Among the 534 SSc patients studied, thirty-four (6.4%) were identified as having overlap SSc. There were 21 (3.9%) patients with RA, 14 (2.6%) with SgS and 4 (0.7%) with SLE (5 patients had 2 AISD) . The disease phenotype of overlap SSc was similar to that of non-overlap SSc in terms of cutaneous phenotype, prevalence of pulmonary arterial hypertension, interstitial lung disease, digital ulcers and mortality. Using a multivariate Cox model, age (HR = 1.04, 95% CI [1.02-1.07]), the modified Rodnan skin score (HR = 1.08 per point, 95% CI [1.05-1.11]), and the presence of concomitant SgS (HR = 3.79, 95% CI [1.38-10.40]) were significantly associated with mortality. Overlap SSc were more likely to receive corticosteroids (85.3% vs. 45%, p < 0.001), immunosuppressive drugs (82.4% vs. 49.2%, p < 0.001) and biologics (52.9% vs. 3.8%, p < ZZ0.001).

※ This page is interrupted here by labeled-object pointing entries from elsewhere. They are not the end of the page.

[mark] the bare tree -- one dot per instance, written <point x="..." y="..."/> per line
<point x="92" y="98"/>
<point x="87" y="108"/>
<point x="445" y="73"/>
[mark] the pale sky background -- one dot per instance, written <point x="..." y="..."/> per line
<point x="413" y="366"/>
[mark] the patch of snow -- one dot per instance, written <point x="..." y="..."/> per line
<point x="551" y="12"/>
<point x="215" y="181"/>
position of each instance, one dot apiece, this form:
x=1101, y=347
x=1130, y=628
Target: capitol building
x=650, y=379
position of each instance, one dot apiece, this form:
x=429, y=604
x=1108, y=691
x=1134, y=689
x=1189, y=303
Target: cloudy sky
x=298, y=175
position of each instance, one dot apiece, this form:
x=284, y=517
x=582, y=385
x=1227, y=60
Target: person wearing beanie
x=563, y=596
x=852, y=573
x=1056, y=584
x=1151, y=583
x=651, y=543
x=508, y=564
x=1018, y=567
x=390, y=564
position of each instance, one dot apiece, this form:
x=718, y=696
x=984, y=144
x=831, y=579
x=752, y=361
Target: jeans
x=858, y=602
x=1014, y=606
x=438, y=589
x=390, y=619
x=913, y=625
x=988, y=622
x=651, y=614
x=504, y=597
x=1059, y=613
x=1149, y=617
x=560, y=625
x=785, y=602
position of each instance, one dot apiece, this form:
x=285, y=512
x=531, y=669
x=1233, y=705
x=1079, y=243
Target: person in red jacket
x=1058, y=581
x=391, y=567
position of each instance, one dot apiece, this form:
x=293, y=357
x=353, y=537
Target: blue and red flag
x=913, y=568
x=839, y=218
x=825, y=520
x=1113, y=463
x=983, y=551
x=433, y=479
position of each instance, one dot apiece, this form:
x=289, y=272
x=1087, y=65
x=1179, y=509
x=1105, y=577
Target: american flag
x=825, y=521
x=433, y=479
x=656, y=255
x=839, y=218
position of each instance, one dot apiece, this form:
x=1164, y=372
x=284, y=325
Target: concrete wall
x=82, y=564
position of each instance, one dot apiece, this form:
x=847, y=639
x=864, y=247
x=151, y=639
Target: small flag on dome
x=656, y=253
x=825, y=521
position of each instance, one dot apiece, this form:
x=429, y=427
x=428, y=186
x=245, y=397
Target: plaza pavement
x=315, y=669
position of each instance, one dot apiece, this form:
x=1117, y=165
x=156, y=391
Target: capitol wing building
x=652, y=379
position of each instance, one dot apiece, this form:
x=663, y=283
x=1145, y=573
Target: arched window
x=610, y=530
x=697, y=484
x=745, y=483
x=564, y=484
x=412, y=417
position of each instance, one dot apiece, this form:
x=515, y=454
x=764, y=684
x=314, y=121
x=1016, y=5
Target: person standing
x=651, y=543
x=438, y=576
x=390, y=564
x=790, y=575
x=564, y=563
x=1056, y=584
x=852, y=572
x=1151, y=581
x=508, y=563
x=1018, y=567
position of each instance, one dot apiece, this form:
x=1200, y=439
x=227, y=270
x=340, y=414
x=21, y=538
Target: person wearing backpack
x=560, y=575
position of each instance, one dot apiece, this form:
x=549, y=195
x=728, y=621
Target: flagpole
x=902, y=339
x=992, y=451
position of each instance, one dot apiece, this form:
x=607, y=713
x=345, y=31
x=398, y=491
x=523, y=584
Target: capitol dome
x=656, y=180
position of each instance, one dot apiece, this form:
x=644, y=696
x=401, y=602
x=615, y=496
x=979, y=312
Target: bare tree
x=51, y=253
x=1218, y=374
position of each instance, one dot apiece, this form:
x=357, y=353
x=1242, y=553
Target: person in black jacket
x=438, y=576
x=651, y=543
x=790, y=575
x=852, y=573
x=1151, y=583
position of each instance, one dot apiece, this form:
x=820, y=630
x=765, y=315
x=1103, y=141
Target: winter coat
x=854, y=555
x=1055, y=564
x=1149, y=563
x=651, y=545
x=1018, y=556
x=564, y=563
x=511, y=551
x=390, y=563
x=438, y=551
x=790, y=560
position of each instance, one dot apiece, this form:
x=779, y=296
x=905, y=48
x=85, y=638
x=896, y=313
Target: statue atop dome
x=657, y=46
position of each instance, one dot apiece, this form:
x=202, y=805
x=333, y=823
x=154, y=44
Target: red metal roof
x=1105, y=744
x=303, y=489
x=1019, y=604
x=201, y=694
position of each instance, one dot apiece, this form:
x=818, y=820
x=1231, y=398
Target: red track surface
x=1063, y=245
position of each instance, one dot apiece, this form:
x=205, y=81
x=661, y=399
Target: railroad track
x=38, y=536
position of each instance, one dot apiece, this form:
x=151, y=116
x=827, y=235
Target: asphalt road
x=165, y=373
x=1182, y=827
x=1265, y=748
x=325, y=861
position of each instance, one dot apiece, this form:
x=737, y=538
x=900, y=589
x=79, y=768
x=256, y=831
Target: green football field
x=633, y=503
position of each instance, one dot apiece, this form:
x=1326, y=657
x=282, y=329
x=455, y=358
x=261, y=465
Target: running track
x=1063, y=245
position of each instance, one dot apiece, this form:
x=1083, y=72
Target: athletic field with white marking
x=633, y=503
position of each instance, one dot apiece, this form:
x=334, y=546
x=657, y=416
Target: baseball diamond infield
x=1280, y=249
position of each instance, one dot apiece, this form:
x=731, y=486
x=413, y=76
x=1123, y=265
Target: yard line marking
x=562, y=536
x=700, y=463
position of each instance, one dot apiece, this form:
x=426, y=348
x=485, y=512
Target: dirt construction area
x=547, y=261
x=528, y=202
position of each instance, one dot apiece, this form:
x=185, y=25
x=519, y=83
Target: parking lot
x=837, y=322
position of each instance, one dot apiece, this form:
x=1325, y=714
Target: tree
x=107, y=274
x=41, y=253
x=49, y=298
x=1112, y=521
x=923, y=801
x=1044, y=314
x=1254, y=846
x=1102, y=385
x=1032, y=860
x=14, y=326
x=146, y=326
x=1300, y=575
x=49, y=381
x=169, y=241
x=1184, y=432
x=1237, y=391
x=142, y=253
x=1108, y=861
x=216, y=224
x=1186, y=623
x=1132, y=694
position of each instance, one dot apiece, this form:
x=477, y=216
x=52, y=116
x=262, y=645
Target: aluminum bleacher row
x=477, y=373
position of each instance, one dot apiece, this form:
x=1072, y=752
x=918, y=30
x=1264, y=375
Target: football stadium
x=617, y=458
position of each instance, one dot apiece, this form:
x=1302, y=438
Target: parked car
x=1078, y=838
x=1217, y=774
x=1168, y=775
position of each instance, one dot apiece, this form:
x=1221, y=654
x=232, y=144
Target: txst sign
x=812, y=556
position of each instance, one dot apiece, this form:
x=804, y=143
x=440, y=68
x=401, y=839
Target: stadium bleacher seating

While overlap and non-overlap SSc shared common characteristics, patients with SgS/SSc had a higher risk of mortality, and those with RA/SSc received more corticosteroids, methotrexate and biologics. Screening for an associated AISD should be promoted since their co-occurrence with SSc may affect prognosis and treatments.
筛查系统性硬化症(重叠型 SSc)患者合并自身免疫性疾病,并描述其临床特征和预后。
这是一项两中心回顾性观察研究。根据 2013 年 ACR-EULAR 硬皮病分类标准诊断为 SSc 的患者,筛查合并类风湿关节炎(RA)、干燥综合征(SgS)和系统性红斑狼疮(SLE)的情况。从病历中提取患者特征,并与非重叠型 SSc 队列进行比较。
在研究的 534 例 SSc 患者中,有 34 例(6.4%)被诊断为重叠型 SSc。其中 21 例(3.9%)合并 RA,14 例(2.6%)合并 SgS,4 例(0.7%)合并 SLE(5 例合并 2 种 AISD)。重叠型 SSc 的疾病表型在皮肤表型、肺动脉高压、间质性肺病、指端溃疡和死亡率方面与非重叠型 SSc 相似。使用多变量 Cox 模型,年龄(HR=1.04,95%CI[1.02-1.07])、改良 Rodnan 皮肤评分(HR=每点 1.08,95%CI[1.05-1.11])和合并 SgS(HR=3.79,95%CI[1.38-10.40])与死亡率显著相关。重叠型 SSc 更可能接受皮质类固醇(85.3% vs. 45%,p<0.001)、免疫抑制剂(82.4% vs. 49.2%,p<0.001)和生物制剂(52.9% vs. 3.8%,p<0.001)。
尽管重叠型和非重叠型 SSc 具有共同特征,但合并 SgS/SSc 的患者死亡风险更高,而合并 RA/SSc 的患者接受皮质类固醇、甲氨蝶呤和生物制剂的治疗更多。应提倡筛查相关的 AISD,因为它们与 SSc 的共存可能影响预后和治疗。